Srsly. Also I iz being uncharacteristically political today.
It's hunting season in South Dakota. Hoomans can get a license to hunt deer and pheasant and cats here. This iz why I learned to walk on a leash.
They iz supposed to hunt only feral cats to control their population. The problem iz that it is legal to hunt from a car or truck, as long as it is somewhat away from a residence. In the city, feral cats usually live near dumpsterz, and dumpsterz iz too close to residences to hunt there, but in the country feral cats rarely follow the roads because they iz scared of hoomans and cars. So what they end up hunting iz "ditch tigers".
Farms and ranches have to have cats working fur them to control the inevitable rodent population attracted to their produce or feed. Queen cats teach their kittens frum the first day which sounds and smells are dangerous, then they teach them hao to hunt. There iz no better mouse trap on the planet than a cat. Farmers try to keep kittens around that are fast, smart, short-haired and dark or orange furred, who aren't allergic to tick treatments and who have no other genetic traits that will make them targets fur predators. They need to be friendly enough to be handled fur vaccinations and sumtimez to get Afrin fur respiratory infections. Tom cat spray helps warn predators away from litters of kittens. It's a delicate balance and a hard life fur a cat but far from hao hard a life feral cats have.
Most farmers consider it cruel to take a shelter cat and drop it off outside with no experience. It's like dropping off a 4-year-old hooman child in the middle of a city where they don't speak the language. Without a coat or money. So they breed their own cat staff.
Without cats on a farm, sometimes feral cats will domesticate themselves, but more often skunks move in. That only has to happen once before you make sure you get some cats from another farm. Srsly.
On to mai point. Many of the people hunting cats come in from out of state and shoot ditch tigers because they think it's funny. The problem iz that ditch tigerz are usually farm cats. (I would like to point out that most hunters from South Dakota seem to think hunting cats is either not very sporting or completely abhorrent. This iz an agricultural area and no one likes to lose a good cat even if they don't view us as pets.)
They are not allowed to shoot cats with collars, but collars attract the attention of hawks, owls, foxes and coyotes. Farmers have to decide whether their cats have moar to fear from the wilderness or man.
So anyway, there has been no sign of foxes or hawks here lately, but there has been lots of gunshots and we is not far from the city (relatively) and only 3 miles from a paved road and Mayday and Droopy, both fond of hunting in the ditches where the ground squirrels live, are missing since we heard the shots. And it's November. It is possible they are gone fur good. Lazarus's father wuz shot in the face last year but he survived. Somehao.

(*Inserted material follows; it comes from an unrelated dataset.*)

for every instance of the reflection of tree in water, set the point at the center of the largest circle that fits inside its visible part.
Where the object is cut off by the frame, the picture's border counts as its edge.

Writing letterz to the South Dakota government may be the first thing you think of, but it's not the best idea. They don't have a viable alternative fur cat hunting licenses right nao. What they will want befoar they consider removing the cat hunting option is an alternative that works.
This will allow inexpensive Catch-Neuter-Release near the dumpsterz in the towns and cities where population control is most needed while allowing farmerz to keep their feline workers safe while they are doing their jobs. I purrsonally believe non-surgical sterilization is the future of pet population control and hope to see it purrfected in mai lifetime. It would save so many kitties and puppies from starvation and euthanasia in shelterz and in feral colonies.
I also believe legislators in South Dakota and other places with population control problemz will listen when this alternative is presented. It is a clean, elegant and inarguable solution for all concerned.